Zwave Wall Plugs - occasionally do not switch as rules request

I’m using arround 30 wall plugs (zwave) in my house. Every few weeks when normally “hot water” system should start at 6:30am, it seems to not do anything at all. And i have no idea what could be the problem.
Not sure what is the reason (reset Raspi with v2.5.2, unplug the wall plugs,) but after this happens all is fine for the next few weeks.

Its also not only the FRISTAR_hotwater system but also other switches in the basement that do not work…Connectivity is good, so its all arround 10m apart from the controller.

@chris , any idea what i could try…its hard to log more detailed as it would take weeks until it happens again. At 6:53 i realized in the shower that again i ran into this issue so i turned on manually.

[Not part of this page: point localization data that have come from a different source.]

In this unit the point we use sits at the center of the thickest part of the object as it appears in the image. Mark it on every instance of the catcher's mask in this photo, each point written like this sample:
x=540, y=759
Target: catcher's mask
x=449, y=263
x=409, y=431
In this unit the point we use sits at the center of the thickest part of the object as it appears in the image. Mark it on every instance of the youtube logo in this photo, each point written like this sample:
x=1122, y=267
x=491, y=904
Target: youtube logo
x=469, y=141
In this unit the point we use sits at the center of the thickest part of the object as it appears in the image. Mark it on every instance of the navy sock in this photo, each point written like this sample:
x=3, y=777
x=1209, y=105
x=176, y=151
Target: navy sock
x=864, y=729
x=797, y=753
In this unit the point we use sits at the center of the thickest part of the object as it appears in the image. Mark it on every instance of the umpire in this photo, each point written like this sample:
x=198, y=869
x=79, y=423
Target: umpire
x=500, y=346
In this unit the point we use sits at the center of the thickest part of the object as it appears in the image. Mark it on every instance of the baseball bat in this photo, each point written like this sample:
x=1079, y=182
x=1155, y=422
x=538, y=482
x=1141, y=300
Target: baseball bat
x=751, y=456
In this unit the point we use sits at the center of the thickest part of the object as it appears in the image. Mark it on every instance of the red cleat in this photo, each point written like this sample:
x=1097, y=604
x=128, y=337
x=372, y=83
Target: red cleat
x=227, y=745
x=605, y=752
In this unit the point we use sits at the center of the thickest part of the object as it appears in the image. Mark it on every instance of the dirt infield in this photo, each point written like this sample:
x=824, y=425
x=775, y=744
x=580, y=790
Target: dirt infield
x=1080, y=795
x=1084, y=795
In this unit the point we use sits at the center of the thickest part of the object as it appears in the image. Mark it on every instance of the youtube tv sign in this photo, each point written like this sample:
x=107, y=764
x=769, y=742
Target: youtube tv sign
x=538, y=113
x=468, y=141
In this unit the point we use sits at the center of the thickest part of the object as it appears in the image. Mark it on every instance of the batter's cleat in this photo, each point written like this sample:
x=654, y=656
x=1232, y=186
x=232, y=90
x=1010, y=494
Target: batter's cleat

2020-04-30 06:30:00.113 [ome.event.ItemCommandEvent] - Item 'FRISTAR_Switch' received command ON
2020-04-30 06:30:00.166 [nt.ItemStatePredictedEvent] - FRISTAR_Switch predicted to become ON
2020-04-30 06:30:00.217 [vent.ItemStateChangedEvent] - FRISTAR_Switch changed from OFF to ON
2020-04-30 06:31:22.698 [vent.ItemStateChangedEvent] - FRISTAR_Switch changed from ON to OFF
2020-04-30 06:53:18.728 [ome.event.ItemCommandEvent] - Item 'FRISTAR_Switch' received command ON
2020-04-30 06:53:18.761 [nt.ItemStatePredictedEvent] - FRISTAR_Switch predicted to become ON
2020-04-30 06:53:18.809 [vent.ItemStateChangedEvent] - FRISTAR_Switch changed from OFF to ON

in addition - interesting to see…
two Switches close to the FRISTAR (WellWater should start at 6:00…and it does, but MaxKalk should start at 6:30 as well, but it does not).

All of them stay togehter in a 10cm distance.

2020-04-30 06:30:00.134 [ome.event.ItemCommandEvent] - Item 'MaxKalk_Switch' received command ON
2020-04-30 06:30:00.193 [nt.ItemStatePredictedEvent] - MaxKalk_Switch predicted to become ON
2020-04-30 06:30:00.229 [vent.ItemStateChangedEvent] - MaxKalk_Switch changed from OFF to ON
2020-04-30 06:31:23.097 [vent.ItemStateChangedEvent] - MaxKalk_Switch changed from ON to OFF
2020-04-30 06:53:20.496 [ome.event.ItemCommandEvent] - Item 'MaxKalk_Switch' received command ON
2020-04-30 06:53:20.525 [nt.ItemStatePredictedEvent] - MaxKalk_Switch predicted to become ON
2020-04-30 06:53:20.539 [vent.ItemStateChangedEvent] - MaxKalk_Switch changed from OFF to ON



2020-04-30 06:00:00.078 [ome.event.ItemCommandEvent] - Item 'WellWater_Switch' received command ON
2020-04-30 06:00:00.175 [nt.ItemStatePredictedEvent] - WellWater_Switch predicted to become ON
2020-04-30 06:00:00.197 [vent.ItemStateChangedEvent] - WellWater_Switch changed from OFF to ON

I offer no help, but a bit of explanation -

First we issue the command, of course, and that should be picked up by the binding and sent over zwave.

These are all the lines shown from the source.